# Cale TV



## Linuxpro (Jan 28, 2013)

I have a contract with M1 for fiber Internet, iPhone, and wireless on my iPad. I want cable TV, but M1 has no offering. What do you suggest? I am looking for basic stuff in digital like:
Discovery
Channel news Asia
CNN
BBC
Standard US channels if possible CBS, NBC, FOX if possible.
No HBO, or any of that stuff.
I have no children, and have no interest in sports channels.

I do not want IP based TV. I am so sick of it freezing up.


----------



## Linuxpro (Jan 28, 2013)

BBCWatcher said:


> If you don't want IP TV, then StarHub, the monopoly cable TV company, is your only choice.


I just went to the Starhub store.
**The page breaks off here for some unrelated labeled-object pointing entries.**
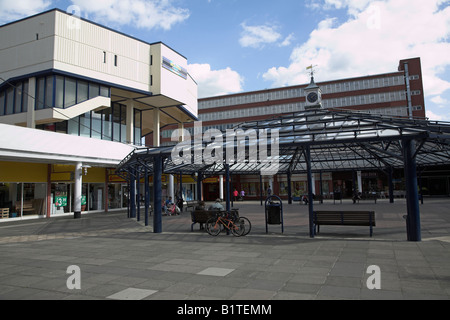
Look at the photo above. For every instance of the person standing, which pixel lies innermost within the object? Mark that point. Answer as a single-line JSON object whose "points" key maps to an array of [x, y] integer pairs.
{"points": [[235, 194]]}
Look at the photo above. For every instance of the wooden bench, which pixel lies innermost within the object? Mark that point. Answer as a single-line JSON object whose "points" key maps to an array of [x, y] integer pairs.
{"points": [[191, 204], [344, 218], [4, 213], [201, 216]]}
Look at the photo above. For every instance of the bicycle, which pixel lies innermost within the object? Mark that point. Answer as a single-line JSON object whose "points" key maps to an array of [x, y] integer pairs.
{"points": [[239, 226]]}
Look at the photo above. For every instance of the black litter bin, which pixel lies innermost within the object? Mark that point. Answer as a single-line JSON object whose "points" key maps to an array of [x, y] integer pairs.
{"points": [[274, 212]]}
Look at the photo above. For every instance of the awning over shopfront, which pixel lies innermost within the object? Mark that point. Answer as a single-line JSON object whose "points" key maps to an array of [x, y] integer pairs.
{"points": [[306, 142], [31, 145]]}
It appears that their prices are pretty good.


----------



## AnfieldKnight (Jan 30, 2013)

Starhub is pretty ok.
With the basic package, you can get at a good price.


----------



## woot (Mar 8, 2013)

Yeah I would believe Starhub has a wider choice for tv programmes.


----------



## Linuxpro (Jan 28, 2013)

I signed up for StarHub basic service. It will do as I need. I do not watch a great deal of broadcast TV.


----------



## waiaung (Nov 30, 2012)

Singapore has only two major cable TV operators. (StarHub and SingTel MiO)
StarHub is the obvious choice, and it is so much better compared to MiO, in terms of technology and channels lineup. Rates are comparable to MiO too!


----------



## Linuxpro (Jan 28, 2013)

waiaung said:


> Singapore has only two major cable TV operators. (StarHub and SingTel MiO)
> StarHub is the obvious choice, and it is so much better compared to MiO, in terms of technology and channels lineup. Rates are comparable to MiO too!


Good to know, thank you. My GF is from Myanmar. She likes Channel News Asia.


----------